What's getting to me is what comes after. I'm anticipating how you cope with this kind of situation with rgeard to bereavement, when people have had a very different view of someone than the one you've had. I don't think I'm going to live up to the usual grieving daughter image, but in a way I've already done my mourning - not even for the loss of the person I once knew through ill health, but for the 'loss' of a relationship I never had. (And it wasn't a relationship. You can't call it a relationship when only one person's needs are ever being considered.)

I'd be interested to know if you have any advice for someone in this kind of awkward situation, Beth, or if anyone else here has experience to share?

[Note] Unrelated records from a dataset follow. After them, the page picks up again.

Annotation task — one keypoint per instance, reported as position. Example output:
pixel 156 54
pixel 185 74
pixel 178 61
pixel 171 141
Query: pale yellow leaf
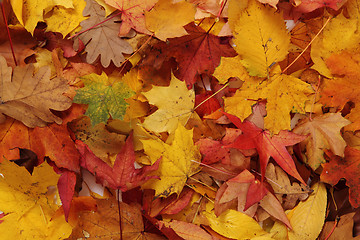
pixel 307 218
pixel 261 38
pixel 175 104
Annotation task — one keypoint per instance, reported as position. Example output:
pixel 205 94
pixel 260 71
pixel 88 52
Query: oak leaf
pixel 267 145
pixel 323 133
pixel 105 98
pixel 27 204
pixel 123 174
pixel 261 38
pixel 65 20
pixel 175 104
pixel 132 14
pixel 179 161
pixel 166 19
pixel 28 97
pixel 347 168
pixel 102 40
pixel 284 94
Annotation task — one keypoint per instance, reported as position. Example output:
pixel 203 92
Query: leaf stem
pixel 8 32
pixel 312 40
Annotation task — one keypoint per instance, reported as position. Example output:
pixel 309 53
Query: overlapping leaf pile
pixel 209 119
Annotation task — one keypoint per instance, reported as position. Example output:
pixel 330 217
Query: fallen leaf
pixel 196 53
pixel 104 223
pixel 234 224
pixel 307 218
pixel 349 170
pixel 261 38
pixel 175 104
pixel 65 20
pixel 104 98
pixel 188 231
pixel 27 204
pixel 132 14
pixel 284 94
pixel 29 97
pixel 324 133
pixel 286 192
pixel 179 161
pixel 267 145
pixel 166 19
pixel 29 13
pixel 123 174
pixel 98 138
pixel 102 41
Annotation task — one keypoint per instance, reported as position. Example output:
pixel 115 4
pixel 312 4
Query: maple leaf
pixel 29 98
pixel 179 161
pixel 123 174
pixel 267 145
pixel 29 13
pixel 261 38
pixel 175 104
pixel 307 218
pixel 104 223
pixel 284 94
pixel 324 133
pixel 27 205
pixel 65 20
pixel 311 5
pixel 166 19
pixel 102 40
pixel 286 192
pixel 340 34
pixel 104 98
pixel 347 168
pixel 188 230
pixel 337 92
pixel 196 53
pixel 132 14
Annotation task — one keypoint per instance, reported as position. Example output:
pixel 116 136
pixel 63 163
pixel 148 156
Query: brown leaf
pixel 102 40
pixel 29 97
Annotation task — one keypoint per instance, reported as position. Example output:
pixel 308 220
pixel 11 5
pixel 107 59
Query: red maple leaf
pixel 196 53
pixel 348 168
pixel 267 145
pixel 123 175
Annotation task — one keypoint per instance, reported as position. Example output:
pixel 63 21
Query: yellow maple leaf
pixel 30 12
pixel 307 218
pixel 175 104
pixel 284 94
pixel 234 224
pixel 167 19
pixel 178 162
pixel 66 20
pixel 261 38
pixel 27 204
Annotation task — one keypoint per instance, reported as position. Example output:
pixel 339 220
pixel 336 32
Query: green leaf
pixel 104 98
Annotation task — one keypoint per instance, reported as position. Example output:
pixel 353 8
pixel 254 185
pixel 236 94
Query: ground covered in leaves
pixel 197 119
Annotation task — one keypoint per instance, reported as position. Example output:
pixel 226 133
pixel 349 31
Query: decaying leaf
pixel 28 205
pixel 102 41
pixel 28 97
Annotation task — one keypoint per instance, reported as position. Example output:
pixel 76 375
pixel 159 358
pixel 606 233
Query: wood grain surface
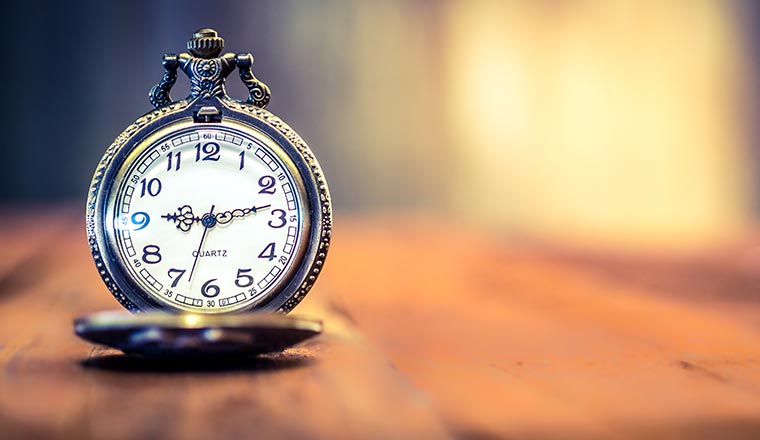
pixel 432 330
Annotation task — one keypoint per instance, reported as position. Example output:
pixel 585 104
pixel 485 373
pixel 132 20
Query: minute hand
pixel 227 216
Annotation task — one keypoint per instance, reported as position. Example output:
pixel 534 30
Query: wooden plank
pixel 55 386
pixel 511 342
pixel 432 330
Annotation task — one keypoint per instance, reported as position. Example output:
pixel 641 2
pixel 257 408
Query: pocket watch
pixel 209 204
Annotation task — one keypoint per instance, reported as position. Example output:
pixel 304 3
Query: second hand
pixel 203 238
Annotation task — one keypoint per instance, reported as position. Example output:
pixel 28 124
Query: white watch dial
pixel 207 218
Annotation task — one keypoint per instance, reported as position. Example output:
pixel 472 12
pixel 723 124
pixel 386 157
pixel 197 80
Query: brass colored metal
pixel 161 334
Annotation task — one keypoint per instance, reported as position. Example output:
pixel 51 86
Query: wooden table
pixel 431 331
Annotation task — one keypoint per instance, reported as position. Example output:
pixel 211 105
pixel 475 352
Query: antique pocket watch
pixel 208 205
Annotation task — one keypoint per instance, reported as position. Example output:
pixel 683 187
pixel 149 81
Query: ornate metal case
pixel 208 104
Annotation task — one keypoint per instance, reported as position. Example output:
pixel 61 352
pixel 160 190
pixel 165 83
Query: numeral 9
pixel 140 219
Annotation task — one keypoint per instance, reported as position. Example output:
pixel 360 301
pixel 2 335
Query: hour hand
pixel 227 216
pixel 183 218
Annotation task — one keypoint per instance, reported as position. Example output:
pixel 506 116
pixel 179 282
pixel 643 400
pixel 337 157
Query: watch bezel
pixel 317 202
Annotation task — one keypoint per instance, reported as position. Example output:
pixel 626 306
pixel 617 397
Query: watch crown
pixel 206 43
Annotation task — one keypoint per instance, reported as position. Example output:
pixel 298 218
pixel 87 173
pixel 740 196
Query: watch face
pixel 206 217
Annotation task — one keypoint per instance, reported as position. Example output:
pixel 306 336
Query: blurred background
pixel 619 124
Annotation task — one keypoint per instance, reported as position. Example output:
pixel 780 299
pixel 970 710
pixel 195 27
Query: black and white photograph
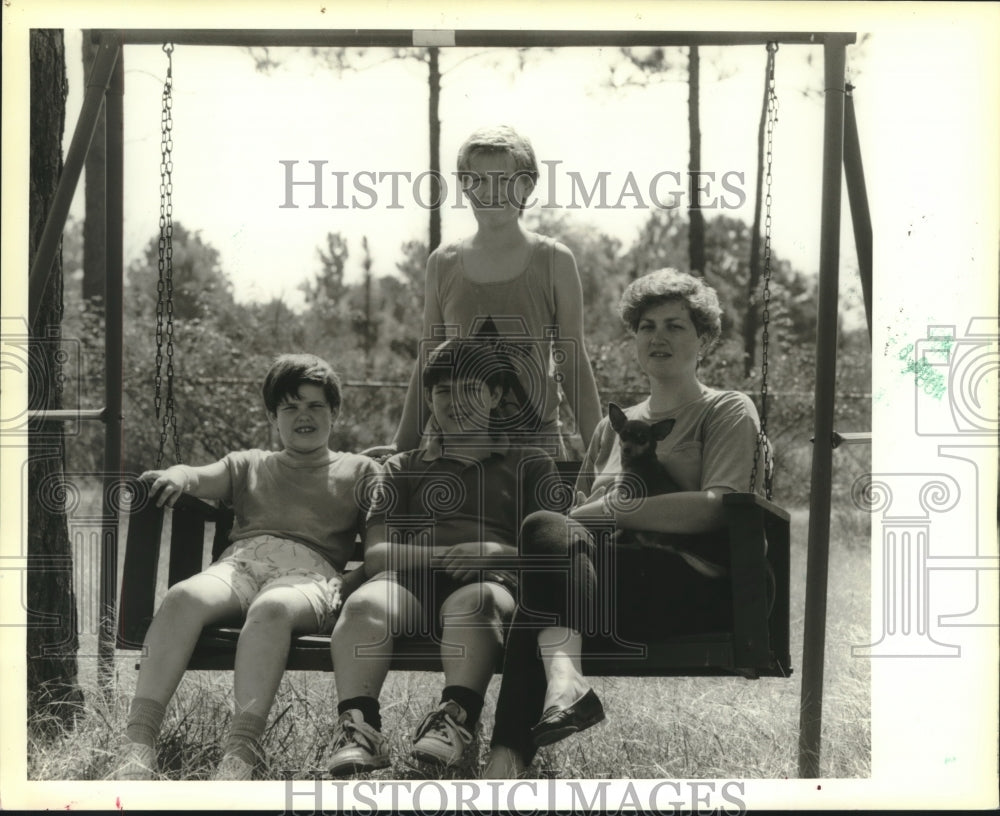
pixel 500 407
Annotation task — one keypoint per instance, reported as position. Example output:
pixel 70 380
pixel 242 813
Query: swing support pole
pixel 114 362
pixel 97 84
pixel 817 565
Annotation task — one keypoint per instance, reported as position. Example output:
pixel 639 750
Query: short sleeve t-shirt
pixel 318 501
pixel 711 445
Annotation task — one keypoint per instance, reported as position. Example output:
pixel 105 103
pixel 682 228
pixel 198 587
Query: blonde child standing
pixel 297 513
pixel 523 286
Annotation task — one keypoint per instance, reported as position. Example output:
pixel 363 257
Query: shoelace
pixel 437 722
pixel 349 734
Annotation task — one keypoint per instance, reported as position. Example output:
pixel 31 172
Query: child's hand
pixel 335 593
pixel 380 452
pixel 168 485
pixel 456 561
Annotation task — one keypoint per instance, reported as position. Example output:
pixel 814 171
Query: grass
pixel 656 727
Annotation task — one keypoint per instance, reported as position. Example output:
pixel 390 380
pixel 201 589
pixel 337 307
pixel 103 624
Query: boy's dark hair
pixel 469 358
pixel 289 372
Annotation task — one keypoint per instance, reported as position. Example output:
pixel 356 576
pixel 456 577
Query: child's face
pixel 494 187
pixel 463 405
pixel 304 421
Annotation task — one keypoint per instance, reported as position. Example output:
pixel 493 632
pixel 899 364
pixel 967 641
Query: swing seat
pixel 756 646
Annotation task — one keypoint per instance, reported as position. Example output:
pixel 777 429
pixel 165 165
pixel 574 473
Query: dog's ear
pixel 617 416
pixel 662 428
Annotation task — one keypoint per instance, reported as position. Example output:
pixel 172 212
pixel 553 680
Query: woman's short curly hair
pixel 666 285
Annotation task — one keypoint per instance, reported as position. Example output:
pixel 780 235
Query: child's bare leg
pixel 362 642
pixel 187 607
pixel 274 616
pixel 560 649
pixel 474 618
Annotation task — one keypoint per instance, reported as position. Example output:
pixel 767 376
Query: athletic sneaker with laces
pixel 442 737
pixel 357 746
pixel 136 761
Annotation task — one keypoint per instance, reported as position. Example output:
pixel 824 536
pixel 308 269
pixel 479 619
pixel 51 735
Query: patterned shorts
pixel 250 565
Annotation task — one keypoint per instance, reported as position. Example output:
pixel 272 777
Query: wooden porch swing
pixel 757 644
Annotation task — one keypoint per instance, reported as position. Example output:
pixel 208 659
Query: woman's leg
pixel 361 647
pixel 188 607
pixel 473 619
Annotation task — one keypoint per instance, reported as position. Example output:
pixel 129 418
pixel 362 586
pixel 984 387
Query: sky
pixel 234 126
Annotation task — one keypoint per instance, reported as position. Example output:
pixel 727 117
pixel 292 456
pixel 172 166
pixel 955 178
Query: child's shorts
pixel 432 588
pixel 250 565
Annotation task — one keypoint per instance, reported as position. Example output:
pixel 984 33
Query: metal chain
pixel 762 442
pixel 165 269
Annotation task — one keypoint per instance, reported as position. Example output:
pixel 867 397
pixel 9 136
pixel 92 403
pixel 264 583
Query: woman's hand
pixel 168 485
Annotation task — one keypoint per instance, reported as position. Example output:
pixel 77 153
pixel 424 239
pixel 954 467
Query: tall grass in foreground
pixel 656 727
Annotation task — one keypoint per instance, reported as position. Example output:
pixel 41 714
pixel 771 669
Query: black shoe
pixel 558 723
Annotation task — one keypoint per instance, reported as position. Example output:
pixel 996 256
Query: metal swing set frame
pixel 105 89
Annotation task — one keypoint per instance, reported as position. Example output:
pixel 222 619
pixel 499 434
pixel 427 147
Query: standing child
pixel 518 284
pixel 297 514
pixel 462 496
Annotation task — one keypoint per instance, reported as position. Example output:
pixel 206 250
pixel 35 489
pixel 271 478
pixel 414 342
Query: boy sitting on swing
pixel 462 496
pixel 297 513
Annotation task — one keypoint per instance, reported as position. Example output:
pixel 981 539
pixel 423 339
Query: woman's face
pixel 666 342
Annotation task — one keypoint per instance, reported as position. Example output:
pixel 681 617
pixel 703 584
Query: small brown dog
pixel 642 473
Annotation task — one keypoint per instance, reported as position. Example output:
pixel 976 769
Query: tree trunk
pixel 696 235
pixel 94 242
pixel 751 322
pixel 54 697
pixel 434 81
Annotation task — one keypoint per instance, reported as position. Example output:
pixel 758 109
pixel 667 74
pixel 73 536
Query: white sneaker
pixel 233 769
pixel 136 761
pixel 357 746
pixel 442 738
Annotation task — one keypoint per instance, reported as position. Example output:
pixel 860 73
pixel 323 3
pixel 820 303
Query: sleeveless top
pixel 523 311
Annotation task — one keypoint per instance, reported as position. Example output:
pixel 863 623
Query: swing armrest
pixel 753 500
pixel 142 554
pixel 759 571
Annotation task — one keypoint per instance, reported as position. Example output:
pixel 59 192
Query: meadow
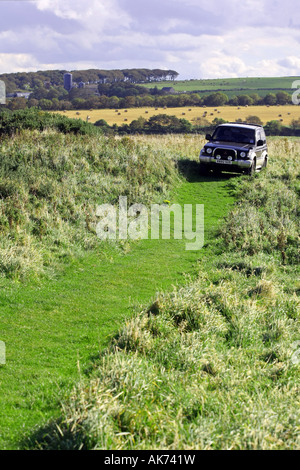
pixel 213 364
pixel 143 344
pixel 285 114
pixel 260 85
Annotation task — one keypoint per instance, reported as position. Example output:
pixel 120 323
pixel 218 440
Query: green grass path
pixel 52 330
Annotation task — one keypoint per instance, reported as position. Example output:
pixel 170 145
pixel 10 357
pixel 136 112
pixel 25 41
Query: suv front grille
pixel 225 153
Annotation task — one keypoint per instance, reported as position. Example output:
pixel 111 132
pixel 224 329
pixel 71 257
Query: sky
pixel 197 38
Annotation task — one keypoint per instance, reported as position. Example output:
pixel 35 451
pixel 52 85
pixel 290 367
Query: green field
pixel 262 85
pixel 229 113
pixel 166 348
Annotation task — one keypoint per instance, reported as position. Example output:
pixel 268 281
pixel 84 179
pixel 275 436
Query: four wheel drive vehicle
pixel 235 147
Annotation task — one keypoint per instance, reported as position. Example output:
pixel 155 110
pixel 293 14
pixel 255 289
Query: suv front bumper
pixel 232 165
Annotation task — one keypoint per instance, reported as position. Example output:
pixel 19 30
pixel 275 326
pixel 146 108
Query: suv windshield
pixel 234 134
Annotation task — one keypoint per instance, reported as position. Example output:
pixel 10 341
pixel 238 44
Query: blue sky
pixel 197 38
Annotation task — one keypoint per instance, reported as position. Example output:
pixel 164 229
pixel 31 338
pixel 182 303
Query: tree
pixel 245 100
pixel 254 120
pixel 17 103
pixel 270 99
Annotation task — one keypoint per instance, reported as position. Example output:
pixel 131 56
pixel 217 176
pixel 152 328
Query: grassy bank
pixel 62 302
pixel 215 363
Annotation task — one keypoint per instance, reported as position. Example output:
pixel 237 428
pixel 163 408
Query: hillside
pixel 260 85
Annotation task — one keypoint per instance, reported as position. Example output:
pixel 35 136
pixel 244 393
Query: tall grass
pixel 209 365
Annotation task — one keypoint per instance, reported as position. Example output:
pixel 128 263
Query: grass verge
pixel 215 363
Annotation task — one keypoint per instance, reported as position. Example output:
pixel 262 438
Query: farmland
pixel 146 344
pixel 260 85
pixel 228 113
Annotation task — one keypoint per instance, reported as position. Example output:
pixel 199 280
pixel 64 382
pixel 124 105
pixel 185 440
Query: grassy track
pixel 54 328
pixel 214 364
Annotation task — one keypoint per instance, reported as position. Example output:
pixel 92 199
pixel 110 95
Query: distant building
pixel 168 90
pixel 68 81
pixel 18 94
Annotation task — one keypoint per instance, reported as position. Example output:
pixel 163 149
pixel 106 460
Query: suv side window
pixel 259 136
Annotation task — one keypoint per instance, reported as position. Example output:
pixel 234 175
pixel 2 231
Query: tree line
pixel 33 80
pixel 123 96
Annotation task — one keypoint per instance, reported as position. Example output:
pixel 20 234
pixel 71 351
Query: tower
pixel 68 81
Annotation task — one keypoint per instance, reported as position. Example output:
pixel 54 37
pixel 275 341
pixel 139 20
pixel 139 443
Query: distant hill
pixel 32 80
pixel 232 86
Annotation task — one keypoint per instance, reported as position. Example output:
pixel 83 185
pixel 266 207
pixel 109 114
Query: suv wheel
pixel 264 165
pixel 252 168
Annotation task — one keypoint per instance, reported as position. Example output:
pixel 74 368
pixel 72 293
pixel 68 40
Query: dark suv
pixel 235 147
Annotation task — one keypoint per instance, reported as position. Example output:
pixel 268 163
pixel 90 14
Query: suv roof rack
pixel 244 123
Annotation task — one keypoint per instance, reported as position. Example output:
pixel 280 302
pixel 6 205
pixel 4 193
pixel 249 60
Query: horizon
pixel 211 39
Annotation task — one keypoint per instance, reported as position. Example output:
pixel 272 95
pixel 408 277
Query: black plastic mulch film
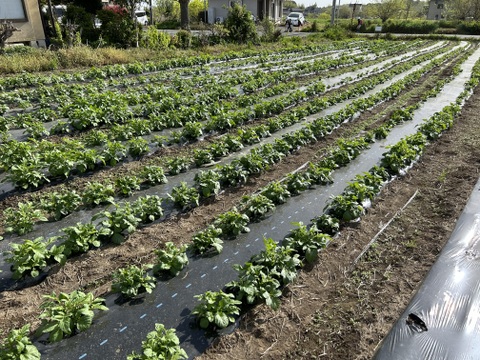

Dealing with a Narcissistic Mother - Blog Entry

18 Jan 2008 07:37 AM

Hello, Beth - interesting article. Unfortunately, this sort of behavior sounds all too familiar. I'm wondering if it's also common for an N mother to have a complete obsession with proper appearance, be constantly criticial of the tiniest flaw, expect a daughter to spend hours on her hair, face, clothes etc, tell her that 'not making the best of yourself' is the real reason she doesn't have friends or boyfriends - and yet, when the daughter does make up, choose clothes she likes wearing, or someone else compliments her on her appearance, the mother is angry and condemnatory? I'm guessing it's to do with competition, having another female in the house, but would be interested in your views as a professional. There has of course been lots of other stuff over the years. It seems Ns, if this one is typical, have completely inverted priorities - little superficial things are important to them, and grounds for rage or coldness if they're not perfect, whereas real important, deep stuff, like your feelings, the kind of person you really are or want to be, gets dismissed and ridden over roughshod. I've come to the conclusion - after several bouts of depression, the most recent a few years ago now - that perfectionism is a killer; the only person I have to be 'good enough' for is me. Nmother is in a NH now, and it's sometimes hard to explain to people why there is absolutely no way we could ever have her move in with us - it is difficult when people, and this includes many authors on the subject, think there 'should' be that sense of obligation to an elderly parent. Anyway, thanks for the article. It's helpful to know that there is an explanation for this kind of behavior.